Responding to public concerns that the COVID-19 pandemic might have triggered a backlash in gender equality, ISS researcher Karsten Hank and his colleague Anja Steinbach from the University of Duisburg-Essen analyzed changes in couples’ division of housework and childcare before and during the Corona crisis. Their study is based on pre-release data from the German Family Panel (pairfam) and its supplementary COVID-19 web-survey, which allowed an initial assessment of immediate dynamics in couples’ division of labor in the course of the COVID-19 pandemic.

The analysis revealed no fundamental changes in established aggregate-level patterns of couples’ division of labor, but some shift towards the extremes (‘traditional’ and ‘role reversal’) of the distribution. Regarding changes within couples, there is an almost equal split between those in which the female partner’s share in housework and childcare increased and those in which it decreased. Particularly in previously more egalitarian arrangements, a substantial proportion of women is now more likely to be primarily responsible for domestic and family duties. If male partners increased their relative contribution to housework and childcare, they rarely moved beyond the threshold of an equal split.
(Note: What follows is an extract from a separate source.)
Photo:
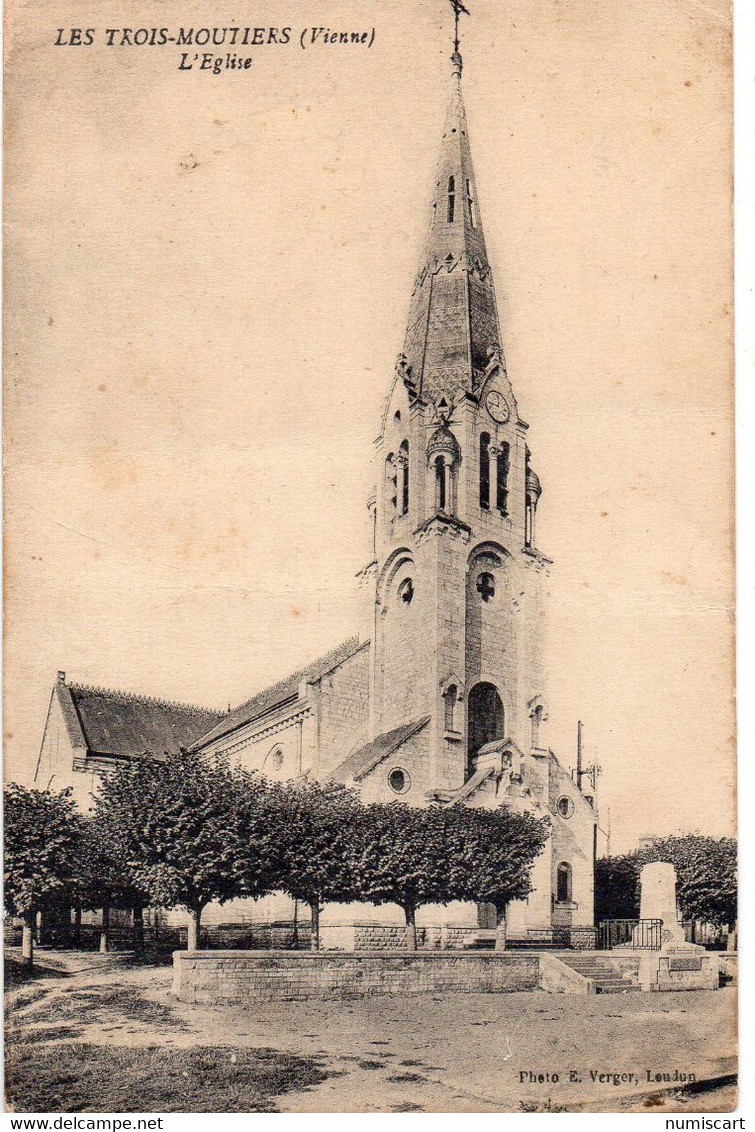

Changes in employment hours were associated with adaptations of men’s, but not women’s, relative contribution to domestic and family responsibilities.

Starting out from a pre-Corona situation in which the most frequent arrangement of housework and childcare was one in which the female partner did the most part, the study’s findings thus neither support the notion of a new ‘patriarchal pandemic’ induced by the COVID-19 pandemic, nor do they indicate that the crisis might have fostered macro-level trends of gender convergence. They rather suggest heterogeneous responses of couples to the ‘Corona shock’.